Clinical trial evidence has demonstrated that when the dose escalation and risk management protocol for TLS is used, there is a low incidence of TLS in patients treated with venetoclax, and that these patients can be robustly managed and their TLS‐risk mitigated. In an open‐label Phase 1b trial of venetoclax in 49 patients with R/R CLL, five patients developed laboratory‐TLS during dose escalation; two of these patients advanced to clinical‐TLS, of which one case was fatal. These findings led to the institution of a venetoclax dose escalation modification (a reduced starting dose of 20 mg) and TLS‐risk management procedures, following which there were no subsequent clinical‐TLS events (Seymour et al., 2017).

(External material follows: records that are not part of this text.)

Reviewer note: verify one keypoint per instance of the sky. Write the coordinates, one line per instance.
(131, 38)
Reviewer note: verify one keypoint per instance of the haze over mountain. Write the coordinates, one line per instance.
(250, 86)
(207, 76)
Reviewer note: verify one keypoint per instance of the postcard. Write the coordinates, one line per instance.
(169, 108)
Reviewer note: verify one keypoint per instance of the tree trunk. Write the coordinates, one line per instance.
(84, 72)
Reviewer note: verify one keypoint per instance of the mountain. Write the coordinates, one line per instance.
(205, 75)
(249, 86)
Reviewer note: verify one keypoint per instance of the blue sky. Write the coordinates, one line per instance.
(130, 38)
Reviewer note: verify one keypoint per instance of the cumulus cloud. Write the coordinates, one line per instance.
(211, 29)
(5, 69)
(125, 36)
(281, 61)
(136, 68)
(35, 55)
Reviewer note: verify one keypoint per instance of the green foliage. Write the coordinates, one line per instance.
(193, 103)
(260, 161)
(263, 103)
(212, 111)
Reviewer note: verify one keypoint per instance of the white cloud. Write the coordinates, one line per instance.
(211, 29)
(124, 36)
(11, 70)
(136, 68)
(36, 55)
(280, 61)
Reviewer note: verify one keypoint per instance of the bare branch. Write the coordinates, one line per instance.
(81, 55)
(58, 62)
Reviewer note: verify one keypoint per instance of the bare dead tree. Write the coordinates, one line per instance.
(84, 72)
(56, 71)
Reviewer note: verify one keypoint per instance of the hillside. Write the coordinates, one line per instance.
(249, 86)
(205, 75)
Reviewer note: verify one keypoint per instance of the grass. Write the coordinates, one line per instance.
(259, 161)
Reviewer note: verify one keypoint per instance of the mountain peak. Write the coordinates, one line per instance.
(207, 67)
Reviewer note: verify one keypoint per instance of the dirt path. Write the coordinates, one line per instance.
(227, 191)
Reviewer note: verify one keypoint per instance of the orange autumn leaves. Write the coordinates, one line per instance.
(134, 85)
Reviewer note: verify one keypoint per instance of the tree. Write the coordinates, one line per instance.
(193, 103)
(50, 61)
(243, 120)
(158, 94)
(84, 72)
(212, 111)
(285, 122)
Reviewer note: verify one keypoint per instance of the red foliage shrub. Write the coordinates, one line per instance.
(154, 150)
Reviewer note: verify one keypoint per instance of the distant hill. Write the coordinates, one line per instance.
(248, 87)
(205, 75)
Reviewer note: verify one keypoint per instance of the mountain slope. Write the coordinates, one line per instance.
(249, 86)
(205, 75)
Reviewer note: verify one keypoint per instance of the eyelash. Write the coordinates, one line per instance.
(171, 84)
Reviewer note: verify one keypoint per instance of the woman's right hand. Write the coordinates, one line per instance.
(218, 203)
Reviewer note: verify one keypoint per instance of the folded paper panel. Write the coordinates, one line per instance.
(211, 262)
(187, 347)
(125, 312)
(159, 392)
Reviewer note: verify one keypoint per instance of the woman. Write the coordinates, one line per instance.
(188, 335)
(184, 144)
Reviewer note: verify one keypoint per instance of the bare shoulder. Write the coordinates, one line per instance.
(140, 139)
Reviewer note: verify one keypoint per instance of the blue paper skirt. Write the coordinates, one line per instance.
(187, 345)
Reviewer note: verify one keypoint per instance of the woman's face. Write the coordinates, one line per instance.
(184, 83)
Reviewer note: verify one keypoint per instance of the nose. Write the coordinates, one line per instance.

In a Phase 2 study of venetoclax in 107 R/R CLL patients, laboratory‐TLS was reported in five patients during the dose escalation period. These events were mitigated by robust TLS prophylactic and monitoring procedures ‒ none of these five patients progressed to having clinical‐TLS, and there were no TLS fatalities (Stilgenbauer et al., 2016). Similar rates of TLS were observed in a larger, open‐label Phase 3 trial of venetoclax in combination with rituximab in 194 CLL patients: five patients developed grade 3 or 4 laboratory‐TLS, and one patient developed non‐fatal clinical‐TLS (Seymour et al., 2018).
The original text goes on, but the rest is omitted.